Aber warum dieser Rückgriff auf die Folklore? Bei einer vom größten polnischen Internetportal „onet.pl“ nachträglich durchgeführten Umfrage gaben mehr als 90% der Teilnehmer an, „aus Spaß“ für die schrägen „Vogelbeeren“ gestimmt zu haben. Man sollte also nicht zu viel Modernitätsverdrossenheit in so eine Wahl hineininterpretieren. Der Hinweis auf eine verbreitete Freude an der Subversion ist aber nicht zu übersehen.

Für die Kulturmanagerin und Genderaktivistin Katarzyna Szustow hält die Gesangsgruppe dem modernen Stadtmenschen einen Spiegel vor: „Da haben wir sie, die Stimme der echten polnischen Frauen, und nicht derer mit der am Computer entworfenen oder vom Chirurgenskalpell zurechtgeschnittenen Idealfigur. Sie treten nicht in Minirock, Leggings und Bikini auf, sondern in ihren ländlichen Trachten. Und aus den verhüllten Körpern klingen die glockenklarsten Stimmen“, schreibt Szustow auf ihrer Homepage.

Die Frauen schämen sich nicht ihrer Einfachheit: „Koko Koko“ ist ein Verweis auf das Heimatdorf Kocudza, außerdem auf Kokoszka, das Huhn, als Symbol für das Dorfleben. „Spoko“ ist ein Begriff aus dem Jugendjargon und heißt etwa soviel wie „cool“ oder „easy“. „Der Ball fliegt weit in die Höhe, singen wir gemeinsam, feuern wir unsere Jungs an, auf dass sie gewinnen werden“ heißt es weiter. Kritiker nennen das naiv oder auch „peinlich infantil“, für die Befürworter ist es authentisch und bodenständig, was die acht singenden Energiebündel mit ihren Mutter-Teresa-Trachten auf der Bühne veranstalten.

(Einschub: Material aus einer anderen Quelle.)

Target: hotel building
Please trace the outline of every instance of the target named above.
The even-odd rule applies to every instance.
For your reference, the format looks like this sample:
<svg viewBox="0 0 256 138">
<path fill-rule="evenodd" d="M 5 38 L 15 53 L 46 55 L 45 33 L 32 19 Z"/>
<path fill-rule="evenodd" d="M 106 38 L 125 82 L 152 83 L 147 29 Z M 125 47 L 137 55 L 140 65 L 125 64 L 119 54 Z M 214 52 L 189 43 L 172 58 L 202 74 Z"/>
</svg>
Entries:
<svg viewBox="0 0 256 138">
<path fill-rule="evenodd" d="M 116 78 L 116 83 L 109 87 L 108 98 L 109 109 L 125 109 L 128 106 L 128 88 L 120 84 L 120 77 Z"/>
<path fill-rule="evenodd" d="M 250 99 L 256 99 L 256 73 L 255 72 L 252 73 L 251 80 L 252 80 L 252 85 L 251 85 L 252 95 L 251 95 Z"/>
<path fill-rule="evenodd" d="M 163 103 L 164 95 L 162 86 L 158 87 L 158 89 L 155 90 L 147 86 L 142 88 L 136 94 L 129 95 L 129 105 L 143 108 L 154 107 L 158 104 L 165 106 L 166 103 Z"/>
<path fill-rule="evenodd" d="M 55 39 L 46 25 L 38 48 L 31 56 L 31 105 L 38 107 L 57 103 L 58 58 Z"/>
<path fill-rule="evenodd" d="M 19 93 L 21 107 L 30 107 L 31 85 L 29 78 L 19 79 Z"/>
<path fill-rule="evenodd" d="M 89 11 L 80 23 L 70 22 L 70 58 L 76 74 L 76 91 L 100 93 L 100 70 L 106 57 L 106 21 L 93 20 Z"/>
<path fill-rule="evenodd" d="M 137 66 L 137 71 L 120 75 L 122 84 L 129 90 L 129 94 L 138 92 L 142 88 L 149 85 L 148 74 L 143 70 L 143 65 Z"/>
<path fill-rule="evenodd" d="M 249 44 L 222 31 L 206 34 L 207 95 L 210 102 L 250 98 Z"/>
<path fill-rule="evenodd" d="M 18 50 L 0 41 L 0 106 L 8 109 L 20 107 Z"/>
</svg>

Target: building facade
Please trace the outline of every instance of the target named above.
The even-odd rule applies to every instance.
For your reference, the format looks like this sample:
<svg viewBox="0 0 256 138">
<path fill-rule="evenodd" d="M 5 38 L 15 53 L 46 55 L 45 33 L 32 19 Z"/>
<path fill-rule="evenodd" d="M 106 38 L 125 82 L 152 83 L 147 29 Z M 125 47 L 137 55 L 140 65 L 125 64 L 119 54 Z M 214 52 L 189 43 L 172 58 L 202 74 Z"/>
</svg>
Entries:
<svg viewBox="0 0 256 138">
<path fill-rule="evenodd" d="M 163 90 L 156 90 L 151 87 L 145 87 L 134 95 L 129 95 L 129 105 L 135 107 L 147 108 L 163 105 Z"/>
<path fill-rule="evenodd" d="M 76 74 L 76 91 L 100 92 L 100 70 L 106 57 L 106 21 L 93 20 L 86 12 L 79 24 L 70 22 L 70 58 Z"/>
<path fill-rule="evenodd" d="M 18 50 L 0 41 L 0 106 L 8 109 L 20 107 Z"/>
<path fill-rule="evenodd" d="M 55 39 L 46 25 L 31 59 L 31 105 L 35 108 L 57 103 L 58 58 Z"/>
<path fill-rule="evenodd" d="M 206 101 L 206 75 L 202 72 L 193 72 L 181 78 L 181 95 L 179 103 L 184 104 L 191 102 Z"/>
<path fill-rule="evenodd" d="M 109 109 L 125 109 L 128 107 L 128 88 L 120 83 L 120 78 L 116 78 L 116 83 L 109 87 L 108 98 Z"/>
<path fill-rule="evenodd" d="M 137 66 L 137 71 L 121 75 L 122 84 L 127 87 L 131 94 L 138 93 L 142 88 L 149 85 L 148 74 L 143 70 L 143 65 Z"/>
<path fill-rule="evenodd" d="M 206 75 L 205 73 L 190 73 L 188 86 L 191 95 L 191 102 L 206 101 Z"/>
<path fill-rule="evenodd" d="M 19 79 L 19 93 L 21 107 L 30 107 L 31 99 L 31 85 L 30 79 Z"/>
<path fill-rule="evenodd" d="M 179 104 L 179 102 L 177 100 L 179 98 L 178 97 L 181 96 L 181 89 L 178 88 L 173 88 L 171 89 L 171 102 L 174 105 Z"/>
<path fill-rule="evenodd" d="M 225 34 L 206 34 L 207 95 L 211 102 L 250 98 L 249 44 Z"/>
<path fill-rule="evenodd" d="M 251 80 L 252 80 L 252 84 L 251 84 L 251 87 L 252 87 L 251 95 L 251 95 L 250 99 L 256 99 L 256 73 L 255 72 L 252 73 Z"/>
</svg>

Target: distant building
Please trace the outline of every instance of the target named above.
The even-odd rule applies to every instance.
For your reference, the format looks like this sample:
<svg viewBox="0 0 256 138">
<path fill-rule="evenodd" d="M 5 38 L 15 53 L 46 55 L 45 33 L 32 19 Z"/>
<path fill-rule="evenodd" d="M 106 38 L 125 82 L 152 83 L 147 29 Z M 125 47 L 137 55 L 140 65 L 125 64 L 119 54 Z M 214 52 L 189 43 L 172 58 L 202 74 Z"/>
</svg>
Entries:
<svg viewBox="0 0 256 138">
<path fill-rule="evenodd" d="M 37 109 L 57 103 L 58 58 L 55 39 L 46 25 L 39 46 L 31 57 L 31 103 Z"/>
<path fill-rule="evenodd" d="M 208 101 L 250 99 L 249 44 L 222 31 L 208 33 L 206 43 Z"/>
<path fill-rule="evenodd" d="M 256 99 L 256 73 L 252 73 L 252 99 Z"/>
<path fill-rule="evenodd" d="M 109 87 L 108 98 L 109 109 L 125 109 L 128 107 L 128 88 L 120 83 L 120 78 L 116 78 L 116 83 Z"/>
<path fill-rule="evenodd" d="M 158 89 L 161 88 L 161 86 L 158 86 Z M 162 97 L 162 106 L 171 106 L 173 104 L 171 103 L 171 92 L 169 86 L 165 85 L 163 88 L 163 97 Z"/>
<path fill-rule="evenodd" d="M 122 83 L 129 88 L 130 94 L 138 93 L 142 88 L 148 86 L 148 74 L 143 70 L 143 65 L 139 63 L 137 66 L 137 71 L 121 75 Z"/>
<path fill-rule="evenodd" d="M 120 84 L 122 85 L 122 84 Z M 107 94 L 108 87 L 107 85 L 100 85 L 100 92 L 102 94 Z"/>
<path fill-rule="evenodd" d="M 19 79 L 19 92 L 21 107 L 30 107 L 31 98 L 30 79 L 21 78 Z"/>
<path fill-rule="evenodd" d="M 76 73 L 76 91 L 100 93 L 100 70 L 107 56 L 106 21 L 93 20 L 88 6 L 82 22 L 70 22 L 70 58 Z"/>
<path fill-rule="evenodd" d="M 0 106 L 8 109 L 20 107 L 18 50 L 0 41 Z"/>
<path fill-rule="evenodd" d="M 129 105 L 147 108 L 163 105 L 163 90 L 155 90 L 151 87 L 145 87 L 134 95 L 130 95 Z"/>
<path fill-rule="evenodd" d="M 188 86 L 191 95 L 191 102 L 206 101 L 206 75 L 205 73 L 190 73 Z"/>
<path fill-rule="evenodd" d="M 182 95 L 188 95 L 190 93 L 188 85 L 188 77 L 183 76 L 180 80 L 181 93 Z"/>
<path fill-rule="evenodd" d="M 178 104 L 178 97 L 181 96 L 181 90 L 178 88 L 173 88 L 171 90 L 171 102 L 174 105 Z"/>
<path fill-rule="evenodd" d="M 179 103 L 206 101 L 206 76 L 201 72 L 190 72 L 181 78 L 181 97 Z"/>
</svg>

Das Lied lässt keinen kalt, es regt auf und an, ist in den Köpfen. Zur Einweihung einer neuen Sportanlage der Grundschule Nr. 6 in Lublin beispielsweise singen die Kinder eine zum Anlass neu gereimte Version „Koko Koko Szostka Spoko“ (Szostka=die Sechste). Im Radio nutzt ein Produzent von Nahrungsergänzungsmitteln die Melodie, um seine Reklamebotschaft zu verbreiten. Und ein politischer Analyst bescheinigt Ministerpräsident Tusk „eine Politik im Rhythmus von Koko Koko EURO Spoko“, womit ungefähr „atemlos und simpel“ gemeint sein dürfte.

Ein Lied geht um. Das polnische Team ist zwar noch nicht Europameister, aber die „Vogelbeeren“ aus Kocudza haben den Kampf um die Hoheit über den polnischen Fanmeilen bereits gewonnen, lange bevor der Ball rollt.